The artificial neural networks in machine learning are designed to mimic the way the brain learns.
Machine learning for improved drilling
17.04.2018Since 2016 IRIS Drilling and Well modelling group have been researching on how machine learning methods may be applied for management of drilling operations.
Chief Scientist in the Drilling and Well Modelling group at IRIS, Fionn Iversen explains:
“Our philosophy is that machine learning methods should be built on physical understanding to achieve as powerful models as possible. We therefore seek to build machine learning models through use of both state of the art process models and expert input in the learning process. The ongoing work is to determine applicable machine learning techniques for such development, which shall result in improved applications for use in drilling process management.”
Results presented in Fort Worth
Machine learning techniques, based on the so called hidden Markov models, have been used for the reconstruction of pipe movement utilizing triaxial accelerometer measurements.
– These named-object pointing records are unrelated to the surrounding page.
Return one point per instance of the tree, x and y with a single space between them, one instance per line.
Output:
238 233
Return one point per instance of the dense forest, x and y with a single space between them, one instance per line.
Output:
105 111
The results have been presented at the SPE Drilling Conference in Fort Worth, 6-8 March, 2018 in the paper SPE-189618-MS Reconstruction of Pipe Displacement Based on High-Frequency Triaxial Accelerometer Measurements
. This work has been undertaken as part of the project P1.3 Drilling Process Optimisation of the DrillWell centre.
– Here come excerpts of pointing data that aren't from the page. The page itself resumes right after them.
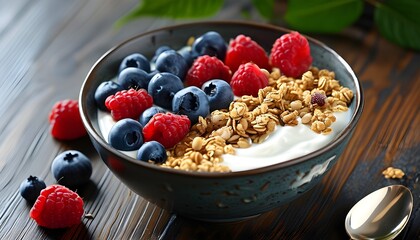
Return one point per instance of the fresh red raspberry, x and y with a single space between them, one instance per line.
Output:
65 120
57 207
243 49
291 54
248 79
166 128
206 68
128 103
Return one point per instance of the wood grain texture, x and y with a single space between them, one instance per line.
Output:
46 49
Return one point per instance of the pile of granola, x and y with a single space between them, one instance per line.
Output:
252 119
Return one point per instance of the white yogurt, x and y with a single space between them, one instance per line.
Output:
285 143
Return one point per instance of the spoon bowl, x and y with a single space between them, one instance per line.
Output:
380 215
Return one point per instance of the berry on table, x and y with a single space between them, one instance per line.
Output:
191 101
291 54
172 62
243 49
57 207
128 103
133 78
166 128
31 187
219 94
105 90
135 60
210 43
71 168
126 135
206 68
152 151
162 88
248 79
65 120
Chief Scientist, Fionn Iversen.
Automatic Drilling Problem Classification
Work is ongoing on revision of KPN application on Automatic Drilling Problem Classification for September PETROMAKS 2 call. The project will combine machine learning methods with predictive physics-based drilling process models with parameter normalization for early diagnostics of drilling problems. One of the main challenges in the project is limited data sets, both with regards to process description and numbers of relevant and available data-sets. This problem is to be addressed through generating synthetic datasets and development of machine learning models and methods applicable for limited and sparse datasets.
Celle Drilling Conference
Two abstracts were submitted to Celle Drilling Conference in March, both related to learning methods, with the titles Automatic detection of anomalous drilling operations using machine learning methods
and also a paper on statistical learning methods for ROP optimization, which have been developed in a Sekal project with Statoil as funding partner. The paper on automatic detection of anomalous drilling operations will be studying detection of downlinking signals for directional control as a case.
Geosteering for IOR
There is also an ongoing effort related to the project Geosteering for IOR, studying use of machine learning methods for prediction of geology around the bit based on resistivity measurement. This work is to result in future publication.